“looks like a gun, ATF contacted”
–Bambu labs.
Submitted 1 week ago by mr_MADAFAKA@lemmy.ml to steamdeck@sopuli.xyz
https://steamcommunity.com/groups/steam_hardware/announcements/detail/702141174212723353
“looks like a gun, ATF contacted”
–Bambu labs.
How long until someone adapts it into a sex toy?
It already vibrates so
Standalone driver when? I’m waiting, Valve.
It’s hard to say before we can try it out, but it defaults to generic keyboard/mouse controls for desktop. I haven’t seen any official confirmation if you can swap it to a generic gamepad like the steam deck controls by holding start/menu.
There’s also a 3rd party program for managing the original steam controller, hopefully we’ll see it support this one as well.
the desktop layout does indeed switch between mouse + keyboard mode and gamepad mode when you hold that button (don’t know which), but I’ve also heard of people saying that in that time the controller tells the pc that it is a keyboard with gamepad inputs, which means a decent amount of games might not recognize it properly. that might be a firmware issue that’s already fixed or will be fixed, but at the moment I don’t know how well it works. I’ve ordered it early on and seem to have gotten into the second wave in germany/europe, so maybe i can share more when i receive it in a week or so (estimated based on what the order page told me)
Why would using a 3rd party program be acceptable? I meam, how can someone outside Valve make that but Valve themselves cannot? It’s pretty ridiculous.
Not even remotely related, also if they made a standalone driver it wouldnt matter because for the most part xinput doesnt support the unique hardware and if they made a standalone steaminput driver nobody else would put in any effort to support it. Its like how Valve lets anyone publish software for SteamOS by supporting flatpaks yet not a single other store acturally does. They would need to emulate xinput or directly support it meaning the touchpads and back buttons wouldnt be supported along with gyro or touchsense (at that point just get a standard controller).
Firstly, xinput support would still be useful. Reduced functionality >> no functionality. Secondly, it a standalone druver would only need to remove the steam itself and keep what makes the controller work. It would not require any extra work from any game dev. Stop making excuses for rich corporations providing half-baked support. It’s kinda pathetic.

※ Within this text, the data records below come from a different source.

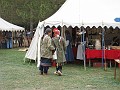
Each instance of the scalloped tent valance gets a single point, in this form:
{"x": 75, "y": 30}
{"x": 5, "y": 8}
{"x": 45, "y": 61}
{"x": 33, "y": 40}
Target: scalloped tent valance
{"x": 86, "y": 13}
{"x": 6, "y": 26}
{"x": 78, "y": 13}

I hate to be a fanboy for a corporation, but this move is rad. I really wish every company would release models of their products.
It took me ages and ages to try to accurately measure the inside curves of a 3M respirator so I could work out a glasses holder mod. I ended up just giving up and fashioning something out of sculpey.
BastingChemina@slrpnk.net 1 week ago
Steam released the CAD files of the Steam controller, on gitlab, under a creative Commons license !
I was in the edge of wanting to but a steam controller but now definitely want one. I’ll keep an eye open for when they are back in stock.
kuberoot@discuss.tchncs.de 6 days ago
If I’m understanding correctly, it’s a noncommercial variant, so if you use these files to design a custom replacement shell, you can’t sell it, right? Seems understandable, but a bit of a shame.
BastingChemina@slrpnk.net 6 days ago
It’s the second line of the license file. So the license does not automatically grant commercial right but they are addressing straight away that they are open to the idea.
I don’t know in practice how easy it would be to get the right from Valve to commercialize a product derivated from these files.
julianwgs@discuss.tchncs.de 6 days ago
IANAL but I believe that license only applies to the files not for products created with those files as those don‘t include the CAD files. But you are not allowed to sell derivative CAD models of those CAD models.